Une critique tout d'abord sur la méthode. Alors même que ce texte était très important, il a été examiné, après déclaration d'urgence, fin juillet et début août – quasiment la nuit du 4 août – dans des conditions de travail qui resteront dans les annales de la mauvaise façon de légiférer. Du reste, d'autres textes nous ont été soumis dans les mêmes conditions au cours de cette session extraordinaire : il s'agissait de faire vite pour essayer que personne ne s'aperçoive de rien. Du coup, il a fallu bricoler.

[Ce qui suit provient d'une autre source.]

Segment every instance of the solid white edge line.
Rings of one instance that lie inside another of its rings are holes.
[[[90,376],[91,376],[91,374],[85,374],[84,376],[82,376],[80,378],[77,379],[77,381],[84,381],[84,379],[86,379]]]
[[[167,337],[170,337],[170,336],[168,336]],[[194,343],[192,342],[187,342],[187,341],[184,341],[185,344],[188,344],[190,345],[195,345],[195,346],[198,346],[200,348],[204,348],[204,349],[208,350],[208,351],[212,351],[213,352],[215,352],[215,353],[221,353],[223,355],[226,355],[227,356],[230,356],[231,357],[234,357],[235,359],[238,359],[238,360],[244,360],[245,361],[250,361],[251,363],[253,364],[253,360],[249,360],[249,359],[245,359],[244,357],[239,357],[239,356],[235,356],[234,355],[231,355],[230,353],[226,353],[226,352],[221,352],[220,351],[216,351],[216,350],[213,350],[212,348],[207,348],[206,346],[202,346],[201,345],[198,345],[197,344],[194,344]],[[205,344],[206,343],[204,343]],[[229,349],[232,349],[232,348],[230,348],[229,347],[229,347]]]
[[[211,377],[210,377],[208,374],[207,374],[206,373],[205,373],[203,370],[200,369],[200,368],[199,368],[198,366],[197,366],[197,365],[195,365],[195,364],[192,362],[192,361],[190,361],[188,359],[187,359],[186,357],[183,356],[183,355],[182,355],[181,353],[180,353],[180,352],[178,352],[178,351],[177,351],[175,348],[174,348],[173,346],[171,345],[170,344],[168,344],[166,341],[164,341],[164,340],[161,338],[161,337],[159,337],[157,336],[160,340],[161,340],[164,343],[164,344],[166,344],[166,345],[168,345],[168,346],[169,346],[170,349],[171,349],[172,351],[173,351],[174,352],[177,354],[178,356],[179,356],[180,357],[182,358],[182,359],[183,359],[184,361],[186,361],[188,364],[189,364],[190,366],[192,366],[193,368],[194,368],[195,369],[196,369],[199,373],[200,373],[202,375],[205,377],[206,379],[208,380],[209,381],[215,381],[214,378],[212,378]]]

Nous sommes pour la paix sociale. Mais celle-ci suppose un dialogue social de qualité. Ce dernier n'est malheureusement pas au rendez-vous dans ce texte de toutes les illusions et de toutes les provocations. En effet, contrairement à ce qui avait été promis, il ne garantit aucunement un service minimum puisque c'est en fonction du nombre de grévistes et de non-grévistes disponibles dans l'entreprise – cela ne s'exprimera pas cependant site par site – que pourra être mise en oeuvre une réponse alternative à une perturbation liée à la grève.
En revanche, il porte gravement atteinte au droit de grève. Vous avez laissé croire à nos concitoyens que les perturbations du trafic sont liées aux grèves alors que moins de 3 % d'entre elles leur sont imputables. Mais crier haro sur les grévistes et les stigmatiser vous évite de traiter les vrais problèmes comme le manque d'investissements dans les infrastructures et les matériels, et dans la maintenance. Pénaliser jusqu'au licenciement – Jean-Yves Le Bouillonnec l'a parfaitement démontré – le salarié qui aura oublié de prévenir son employeur 48 heures avant de faire grève témoigne bien de votre volonté de limiter la liberté fondamentale de faire grève. Et que dire de l'instauration d'un fichier des grévistes et de toutes les autres manoeuvres d'intimidation, comme l'organisation d'un référendum après huit jours de grève ? Tout montre que vous voulez porter une atteinte frontale et définitive au droit de grève.
Votre texte fait également reculer le dialogue social. À tous les étages du projet, vous avez rappelé l'échéance du 1er janvier 2008. Le décret tombera à cette date et plus jamais des accords comme ceux d'alarme sociale qui ont fait la preuve de leur efficacité à la RATP et à la SNCF ne pourront être signés. L'obligation de signer avant le 1er janvier 2008 les avenants, y compris pour valider les accords préétablis par la négociation des partenaires sociaux, constitue une atteinte très grave au dialogue social. Tout le travail de négociation et de discussion effectué en amont peut ainsi être mis à mal parce que les avenants n'auront pas été signés avant le 1er janvier 2008.